# Eyelet Repair?



## FL-boy (Feb 12, 2013)

I have an Ugly Stik I'm not willing to give up on yet but the eyelet just below the tip broke. I can find tip repair kits everywhere but not having luck finding kits for an eyelet...except a kit that has all the eyelets in it. Any tips on repair or where I can get a kit? Maybe I'll just wait til the new Cabela's comes to town...


Posted using Outdoor Hub Campfire


----------



## big fish on (Sep 24, 2011)

Give Jann's
Netcraft in Maumee,Oh a call 1-800-638 -2723 they should be able to help.


----------



## FL-boy (Feb 12, 2013)

Thanks. I'll try it and see if they ship...I'm in Delaware so that's a bit of a hike.


Posted using Outdoor Hub Campfire


----------



## JohnPD (Jun 12, 2012)

Depending on which Ugly Stik you have, I would just toss it and buy another if it's one of the $20 or so rods.


----------



## dmills4124 (Apr 9, 2008)

Give them a call. Most of the Ugly Styks have a lifetime warranty. Even the cheap ones at Wallie World. They may send you a replacement or for the more expensive poles replace it. If you love it that much(like I do my favorits) it may be worth a try.
JMTCW
donm


----------



## Jmsteele187 (Dec 22, 2011)

I used to swear by ugly sticks, that is until I tried a graphite rod. If it were me, a broken eyelet would just be an excuse for me to replace it. I'd replace it with a berkley lightning rod. They are made of im6 graphite, and will give you a much better feel. They're not hard on the wallet either, bass pro has them for $28.

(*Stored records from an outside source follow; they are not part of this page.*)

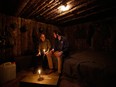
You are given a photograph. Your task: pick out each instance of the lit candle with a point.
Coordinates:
(39, 71)
(43, 50)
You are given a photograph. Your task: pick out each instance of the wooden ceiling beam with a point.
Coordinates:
(54, 11)
(84, 16)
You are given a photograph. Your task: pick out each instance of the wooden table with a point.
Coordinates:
(32, 81)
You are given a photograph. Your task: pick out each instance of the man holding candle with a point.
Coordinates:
(60, 48)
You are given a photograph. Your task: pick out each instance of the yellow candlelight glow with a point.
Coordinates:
(43, 50)
(39, 71)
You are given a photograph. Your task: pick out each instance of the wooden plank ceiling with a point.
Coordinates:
(47, 10)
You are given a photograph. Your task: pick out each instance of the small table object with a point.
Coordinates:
(44, 81)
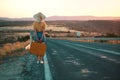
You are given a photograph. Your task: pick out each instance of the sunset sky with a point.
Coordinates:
(27, 8)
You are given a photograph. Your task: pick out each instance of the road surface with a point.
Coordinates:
(67, 60)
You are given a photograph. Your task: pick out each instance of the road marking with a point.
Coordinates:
(48, 75)
(97, 55)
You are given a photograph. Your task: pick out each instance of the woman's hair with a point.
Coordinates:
(39, 26)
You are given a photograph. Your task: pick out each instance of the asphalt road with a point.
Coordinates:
(83, 61)
(67, 60)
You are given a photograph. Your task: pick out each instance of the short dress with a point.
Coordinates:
(40, 35)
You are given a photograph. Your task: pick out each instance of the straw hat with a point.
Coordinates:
(39, 17)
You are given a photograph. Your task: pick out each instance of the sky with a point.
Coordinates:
(27, 8)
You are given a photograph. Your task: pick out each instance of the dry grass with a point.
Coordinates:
(9, 48)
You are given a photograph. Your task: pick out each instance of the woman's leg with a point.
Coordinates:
(40, 59)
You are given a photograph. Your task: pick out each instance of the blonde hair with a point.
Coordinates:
(39, 26)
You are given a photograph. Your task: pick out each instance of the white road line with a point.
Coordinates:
(48, 75)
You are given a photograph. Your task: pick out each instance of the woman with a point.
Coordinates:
(39, 30)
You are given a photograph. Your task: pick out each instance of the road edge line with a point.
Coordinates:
(48, 75)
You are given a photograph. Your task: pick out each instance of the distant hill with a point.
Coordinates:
(81, 18)
(53, 18)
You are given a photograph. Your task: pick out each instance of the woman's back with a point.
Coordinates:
(39, 26)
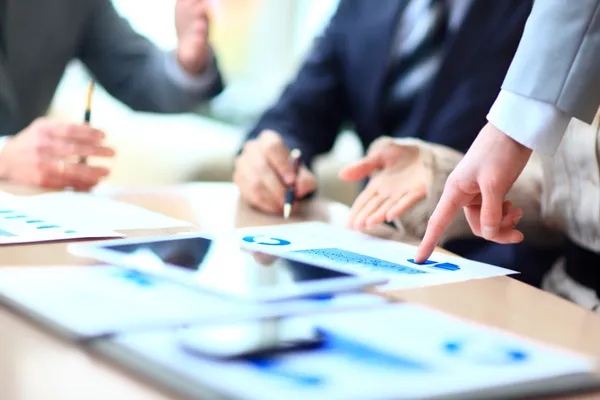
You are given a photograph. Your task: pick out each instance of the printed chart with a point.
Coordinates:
(358, 253)
(20, 226)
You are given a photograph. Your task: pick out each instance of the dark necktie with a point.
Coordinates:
(6, 114)
(412, 69)
(3, 7)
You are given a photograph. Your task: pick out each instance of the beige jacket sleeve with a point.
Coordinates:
(439, 161)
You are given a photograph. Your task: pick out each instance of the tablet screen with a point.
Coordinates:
(221, 264)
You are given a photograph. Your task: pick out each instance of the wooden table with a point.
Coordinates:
(35, 365)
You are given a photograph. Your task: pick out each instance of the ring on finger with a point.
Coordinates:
(60, 166)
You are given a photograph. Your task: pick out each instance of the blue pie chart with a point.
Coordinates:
(266, 241)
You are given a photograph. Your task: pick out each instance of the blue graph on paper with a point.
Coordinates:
(13, 216)
(341, 257)
(266, 241)
(484, 352)
(339, 346)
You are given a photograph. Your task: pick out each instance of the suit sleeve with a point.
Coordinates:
(555, 74)
(133, 70)
(310, 111)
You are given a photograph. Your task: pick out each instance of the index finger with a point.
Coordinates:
(450, 203)
(83, 134)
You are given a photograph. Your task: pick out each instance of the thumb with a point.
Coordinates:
(306, 182)
(361, 169)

Posted using Outdoor Hub Campfire


----------



## FL-boy (Feb 12, 2013)

Just got a Lightning Rod. Figured I'd keep the Ugly Stik for an extra if its was a quick fix. Caught some nice fish in FL on it so I know it can handle a good sized fish. I'll try calling the company though...why not!


Posted using Outdoor Hub Campfire


----------



## grub_man (Feb 28, 2005)

You can repair it no problem. The stuff will cost close to a new Ugly Stick once it's shipped, but you'll have likely have enough thread and finish to do dozens of guides leftover.

Supplies:
Exacto Knife or razor blade
Replacement guide
thread (preferably nylon rod building thread)
finish (For quick repairs, Threadmaster One or Rod Varnish work well, as they dry quickly. 2 part epoxy finish takes a few hours to set and several days to fully cure)
rod wrapping jig (can be as simple as a cardboard box with notches, a phone book and coffee cup, or as complex as a $1k+ rod lathe)

To remove the guide, scrape through the finish and thread on top of the guide foot. Peel the thread and finish off the blank. Scrape off as much leftover as possible. Then wrap the new guide on (essentially tying it down with a nail knot). Apply finish, and rotate half turns until the finish is set. Leave to cure. The TM1 and Rod Varnish dry in about an hour, and will take at least a couple coats to build some depth.

If you need help with the details of wrapping, let me know.

There are a host of places that sell rod building components. Netcraft, Swampland, Mud Hole, Utmost Enterprises, etc. etc. Some will treat you better on shipping than others.

Joe


----------



## pppatrick (Apr 21, 2012)

when we moved into our current house i found an old 6'6" ugly stick casting rod under the house. all the eyes were trashed and broken, i'm personally not a fan of ugly sticks, but thought it would make a good catfish rod for my old lady. i bought a set of fuji guides from dicks, watched a video on you tube, and dove in. didn't use materials designed for rods. used thick gold sewing thread, epoxy and clear coat i already had. 2 seasons on and a number of fish, largest about 10 pounds, neary a problem. 

i wouldn't advise going the same direction i went. but i figured hell, this is a 30 dollar rod, that i found. lets wing it.


----------